Photography not permitted
Lent by The Metropolitan Museum of Art
Gift of Margaret H. Cook, 1996
1996.439

Location: Bass Concert Hall Lobby, Fifth Floor
GPS: 30.285811,-97.731131
Audio file

Valerie Fletcher: The British sculptor, Eduardo Paolozzi, was like so many of his generation deeply affected by the realities of World War II. In its aftermath, Paolozzi began to make sculpture. He had started out years earlier primarily as a collagist; that is, he cut out images from various published sources and combined them into compositions. Often he combined images of classical sculptures with images of modern machines as an expression of the turmoil and conflicts caused by the old European order colliding with the new technological world. Paolozzi was profoundly impressed by the ideas of this clash of the old and new and it is expressed in the sculpture simply called Figure from 1957. He applied the technique of collage to sculpture.

So he took ordinary objects, bits and pieces of old machinery, household objects, nuts and bolts, things no longer working. He took them and he pressed them into slabs of wax. Wax is a very traditional sculpture material; very malleable, it takes the form beautifully. He then took these to a bronze foundry, had these cast into bronze, brought them back to his studio, and combined them together, built literally from these fragments, the figure you see before you. And so this figure made up of cast-off, burnt-out, used-up technological parts and then put together to resemble a human, clearly has a resonance with the idea of robots and automata and cybernetics. Such ideas had merged in 1920s and indeed before that in literature and it was very widespread in movies, in popular culture in the 1950s. But this is probably more of a reference to the serious science of cybernetics.

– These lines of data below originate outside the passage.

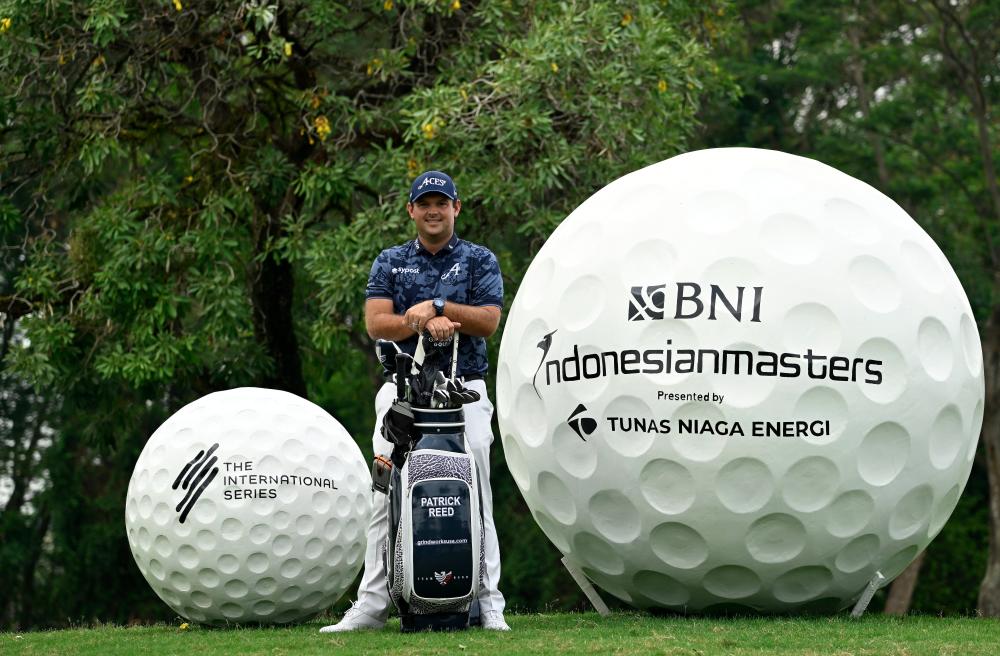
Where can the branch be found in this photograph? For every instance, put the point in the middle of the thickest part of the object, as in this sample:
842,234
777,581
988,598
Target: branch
15,307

Cybernetics came to the public knowledge in the late 1940s when a man named Norbert Wiener who had been doing research at MIT published how he and his colleagues had attempted to combine neurological human physiology with mechanical function. This is of course is the basis of experiments leading to the development of computers. But this is what disturbed many people, including Paolozzi. How mechanical do we want our world? How much should we take technology as our paradigm? Are we as humans becoming subservient to a world that is increasingly controlled, ruled, and structured along the lines suited to technology rather than to the more human, organic, physical, and spiritual domains?